7.62. The international community, as a major partner in post-reconstruction and rehabilitation, should ensure that the
countries involved derive the greatest benefits from the funds allocated by undertaking the following activities:
• Carrying out research on past experiences on the social and economic aspects of post- disaster
reconstruction and adopting effective strategies and guidelines for post-disaster reconstruction, with
particular focus on development-focused strategies in the allocation of scarce reconstruction resources, and
on the opportunities that post-disaster reconstruction provides to introduce sustainable settlement patterns;
• Preparing and disseminating international guidelines for adaptation to national and local needs;
• Supporting efforts of national Governments to initiate contingency planning, with participation of affected
communities, for post-disaster reconstruction and rehabilitation.

MEANS OF IMPLEMENTATION

A) Financing and cost evaluation

7.63. The Conference secretariat has estimated the average total annual cost (1993-2000) of implementing the activities
of this programme to be about $50 million from the international community on grant or concessional terms. These
are indicative and order-of-magnitude estimates only and have not been reviewed by Governments. Actual costs
and financial terms, including any that are non-concessional, will depend upon, inter alia, the specific strategies and
programmes Governments decide upon for implementation.

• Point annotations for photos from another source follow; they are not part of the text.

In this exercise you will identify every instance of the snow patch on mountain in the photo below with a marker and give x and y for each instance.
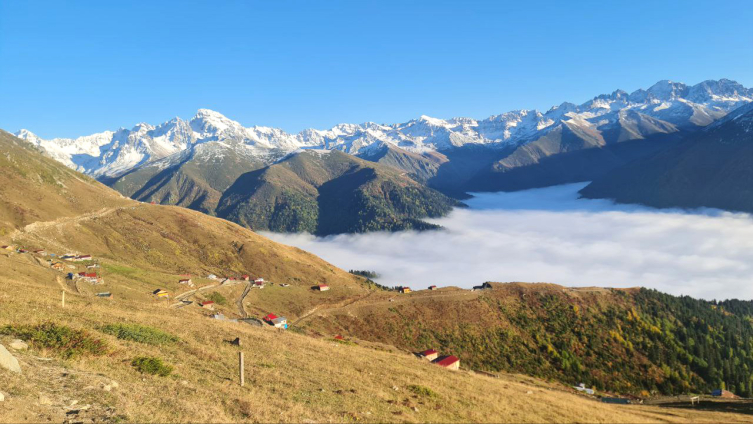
(665, 105)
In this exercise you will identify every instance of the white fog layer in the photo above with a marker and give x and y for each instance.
(549, 235)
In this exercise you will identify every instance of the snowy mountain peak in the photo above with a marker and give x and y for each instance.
(27, 135)
(666, 104)
(668, 90)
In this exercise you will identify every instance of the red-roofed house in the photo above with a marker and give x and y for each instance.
(430, 354)
(449, 362)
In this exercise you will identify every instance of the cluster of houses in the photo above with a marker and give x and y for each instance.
(275, 321)
(89, 277)
(76, 258)
(186, 282)
(449, 361)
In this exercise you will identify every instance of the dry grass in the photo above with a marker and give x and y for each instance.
(289, 377)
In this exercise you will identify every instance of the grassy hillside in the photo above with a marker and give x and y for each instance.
(136, 357)
(573, 154)
(289, 377)
(629, 341)
(34, 187)
(330, 193)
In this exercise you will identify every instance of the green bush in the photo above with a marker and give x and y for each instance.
(139, 333)
(151, 365)
(422, 391)
(217, 298)
(65, 341)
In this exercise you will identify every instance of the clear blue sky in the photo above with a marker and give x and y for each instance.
(75, 68)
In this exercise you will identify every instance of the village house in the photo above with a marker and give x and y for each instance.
(160, 293)
(582, 388)
(277, 322)
(280, 322)
(430, 354)
(724, 394)
(91, 277)
(186, 281)
(269, 317)
(450, 362)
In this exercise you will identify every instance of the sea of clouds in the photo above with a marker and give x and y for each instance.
(550, 235)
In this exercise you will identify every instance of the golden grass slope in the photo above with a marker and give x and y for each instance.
(289, 377)
(36, 188)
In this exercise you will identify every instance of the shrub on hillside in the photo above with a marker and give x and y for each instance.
(151, 365)
(139, 333)
(65, 341)
(217, 298)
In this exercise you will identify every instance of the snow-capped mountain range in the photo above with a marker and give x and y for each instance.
(113, 153)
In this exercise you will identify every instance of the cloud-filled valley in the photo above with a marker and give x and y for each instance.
(549, 235)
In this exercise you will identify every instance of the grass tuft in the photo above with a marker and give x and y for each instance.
(151, 365)
(422, 390)
(217, 298)
(139, 333)
(65, 341)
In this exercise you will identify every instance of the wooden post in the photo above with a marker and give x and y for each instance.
(240, 368)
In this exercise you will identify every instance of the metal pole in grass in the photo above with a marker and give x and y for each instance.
(240, 368)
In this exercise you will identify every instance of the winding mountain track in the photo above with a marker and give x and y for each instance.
(241, 308)
(36, 228)
(392, 300)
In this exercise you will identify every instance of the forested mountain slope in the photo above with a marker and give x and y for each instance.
(329, 192)
(711, 168)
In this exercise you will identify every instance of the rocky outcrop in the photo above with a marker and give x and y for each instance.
(8, 361)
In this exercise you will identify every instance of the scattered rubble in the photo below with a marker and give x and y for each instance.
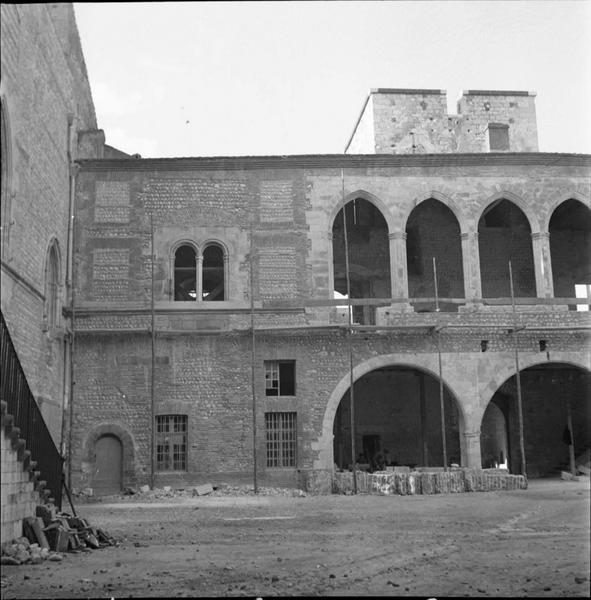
(145, 494)
(49, 535)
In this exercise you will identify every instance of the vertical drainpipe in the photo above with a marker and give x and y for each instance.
(72, 288)
(67, 360)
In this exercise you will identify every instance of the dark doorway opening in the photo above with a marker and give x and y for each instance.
(397, 409)
(549, 391)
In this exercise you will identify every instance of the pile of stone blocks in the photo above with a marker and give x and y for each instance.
(402, 481)
(49, 534)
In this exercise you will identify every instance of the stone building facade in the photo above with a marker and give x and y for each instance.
(177, 259)
(48, 121)
(181, 320)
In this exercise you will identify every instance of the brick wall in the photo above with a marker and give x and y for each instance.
(203, 349)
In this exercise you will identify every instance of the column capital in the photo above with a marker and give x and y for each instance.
(397, 235)
(540, 235)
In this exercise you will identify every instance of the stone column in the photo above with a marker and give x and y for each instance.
(471, 263)
(199, 276)
(226, 276)
(398, 268)
(470, 449)
(542, 264)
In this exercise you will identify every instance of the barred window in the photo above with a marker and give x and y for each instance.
(498, 136)
(280, 378)
(281, 430)
(171, 443)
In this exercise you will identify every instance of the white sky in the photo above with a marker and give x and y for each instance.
(264, 78)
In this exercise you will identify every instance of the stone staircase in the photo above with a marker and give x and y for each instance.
(22, 488)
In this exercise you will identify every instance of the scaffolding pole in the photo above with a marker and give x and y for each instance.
(252, 363)
(441, 402)
(571, 446)
(153, 358)
(349, 342)
(517, 376)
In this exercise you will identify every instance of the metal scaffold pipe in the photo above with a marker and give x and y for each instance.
(517, 377)
(349, 333)
(252, 361)
(441, 402)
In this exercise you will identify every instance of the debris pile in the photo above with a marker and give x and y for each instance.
(50, 534)
(145, 494)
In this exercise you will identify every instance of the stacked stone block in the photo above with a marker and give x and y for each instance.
(19, 497)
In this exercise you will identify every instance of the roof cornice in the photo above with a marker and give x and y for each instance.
(336, 161)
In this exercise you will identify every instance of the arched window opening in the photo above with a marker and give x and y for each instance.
(556, 407)
(213, 288)
(504, 235)
(397, 421)
(369, 256)
(432, 231)
(570, 249)
(51, 306)
(185, 274)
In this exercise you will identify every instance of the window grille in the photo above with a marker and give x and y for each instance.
(281, 431)
(171, 443)
(213, 274)
(279, 378)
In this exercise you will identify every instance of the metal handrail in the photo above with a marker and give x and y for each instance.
(21, 404)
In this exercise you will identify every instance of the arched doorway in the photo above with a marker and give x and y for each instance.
(446, 247)
(504, 235)
(550, 392)
(108, 465)
(570, 248)
(397, 409)
(369, 256)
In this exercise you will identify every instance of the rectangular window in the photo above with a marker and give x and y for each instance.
(171, 443)
(281, 431)
(280, 378)
(498, 136)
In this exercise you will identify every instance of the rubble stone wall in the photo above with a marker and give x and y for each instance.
(417, 122)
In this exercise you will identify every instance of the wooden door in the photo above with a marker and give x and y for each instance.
(108, 469)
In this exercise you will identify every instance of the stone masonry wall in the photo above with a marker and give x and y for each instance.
(399, 121)
(44, 85)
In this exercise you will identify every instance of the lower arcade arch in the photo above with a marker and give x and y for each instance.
(550, 392)
(397, 421)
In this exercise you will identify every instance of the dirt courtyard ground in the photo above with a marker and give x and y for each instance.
(532, 542)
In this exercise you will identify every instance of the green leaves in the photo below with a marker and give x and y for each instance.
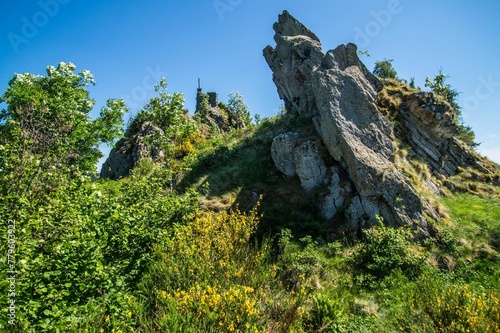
(48, 117)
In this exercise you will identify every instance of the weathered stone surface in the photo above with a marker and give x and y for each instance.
(129, 150)
(282, 153)
(338, 93)
(339, 191)
(309, 165)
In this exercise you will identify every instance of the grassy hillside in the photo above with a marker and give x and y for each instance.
(236, 247)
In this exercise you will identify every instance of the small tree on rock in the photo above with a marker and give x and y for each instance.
(384, 69)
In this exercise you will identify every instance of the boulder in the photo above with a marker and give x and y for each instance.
(338, 93)
(309, 165)
(282, 150)
(129, 150)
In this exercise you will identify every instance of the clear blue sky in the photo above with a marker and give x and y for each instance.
(128, 45)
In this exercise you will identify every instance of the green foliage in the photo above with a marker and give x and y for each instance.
(384, 69)
(81, 251)
(384, 250)
(328, 313)
(47, 117)
(437, 304)
(438, 86)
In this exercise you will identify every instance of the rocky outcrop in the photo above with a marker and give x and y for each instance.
(426, 123)
(338, 93)
(303, 159)
(310, 167)
(130, 150)
(282, 153)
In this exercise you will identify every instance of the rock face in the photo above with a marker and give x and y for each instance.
(310, 167)
(427, 125)
(303, 159)
(338, 92)
(129, 150)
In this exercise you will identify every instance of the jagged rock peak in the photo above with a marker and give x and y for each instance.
(338, 93)
(288, 25)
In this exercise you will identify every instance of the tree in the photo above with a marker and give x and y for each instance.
(384, 69)
(46, 127)
(239, 115)
(439, 87)
(167, 112)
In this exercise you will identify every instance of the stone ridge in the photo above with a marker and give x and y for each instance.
(338, 93)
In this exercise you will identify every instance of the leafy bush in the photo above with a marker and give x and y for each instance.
(385, 70)
(438, 305)
(384, 250)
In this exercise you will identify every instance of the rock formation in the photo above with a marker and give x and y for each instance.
(426, 123)
(132, 148)
(338, 93)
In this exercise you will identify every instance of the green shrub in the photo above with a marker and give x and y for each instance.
(384, 250)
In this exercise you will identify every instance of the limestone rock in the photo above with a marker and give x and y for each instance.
(428, 126)
(339, 191)
(338, 92)
(131, 149)
(282, 153)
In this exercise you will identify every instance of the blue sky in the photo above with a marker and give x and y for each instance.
(128, 45)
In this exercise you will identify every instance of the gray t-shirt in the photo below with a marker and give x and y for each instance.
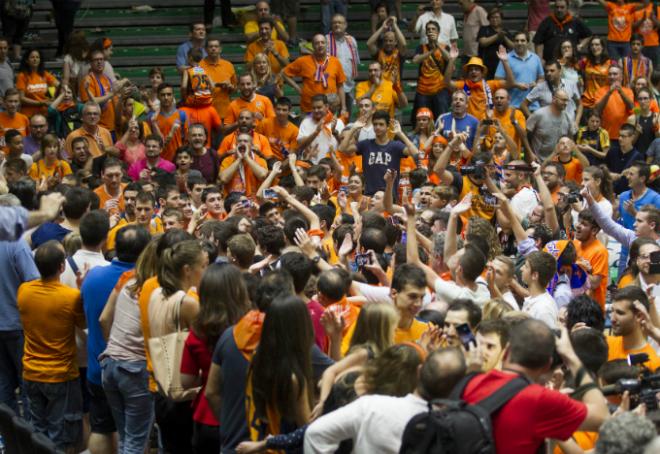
(545, 129)
(6, 77)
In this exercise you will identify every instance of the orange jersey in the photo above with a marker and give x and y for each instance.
(257, 47)
(166, 122)
(258, 140)
(619, 21)
(35, 86)
(259, 104)
(93, 86)
(596, 254)
(319, 77)
(220, 72)
(279, 137)
(384, 96)
(431, 79)
(19, 122)
(200, 87)
(478, 95)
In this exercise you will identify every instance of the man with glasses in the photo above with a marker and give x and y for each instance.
(38, 129)
(97, 136)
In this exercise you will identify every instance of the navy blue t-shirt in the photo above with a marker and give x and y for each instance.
(376, 159)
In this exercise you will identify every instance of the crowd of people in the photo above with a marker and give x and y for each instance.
(206, 265)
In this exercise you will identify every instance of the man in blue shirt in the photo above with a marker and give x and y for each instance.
(526, 66)
(458, 120)
(631, 201)
(197, 40)
(95, 290)
(17, 267)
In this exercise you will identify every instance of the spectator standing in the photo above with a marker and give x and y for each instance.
(50, 313)
(526, 67)
(491, 37)
(18, 268)
(558, 26)
(321, 73)
(447, 33)
(474, 17)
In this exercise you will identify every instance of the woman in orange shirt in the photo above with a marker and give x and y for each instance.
(51, 166)
(33, 81)
(594, 67)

B) Scientific and technological means

7.64. Scientists and engineers specializing in this field in both developing and developed countries should collaborate
with urban and regional planners in order to provide the basic knowledge and means to mitigate losses owing to
disasters as well as environmentally inappropriate development.
C) Human resource development and capacity-building

7.65.
Developing countries should conduct training programmes on disaster-resistant construction methods for con
tractors and builders, who build the majority of housing in the developing countries. This should focus on the
small business enterprises, which build the majority of housing in the developing countries.

7.66. Training programmes should be extended to government officials and planners and community and non-govern
mental organizations to cover all aspects of disaster mitigation, such as early warning techniques, pre-disaster
planning and construction, post-disaster construction and rehabilitation.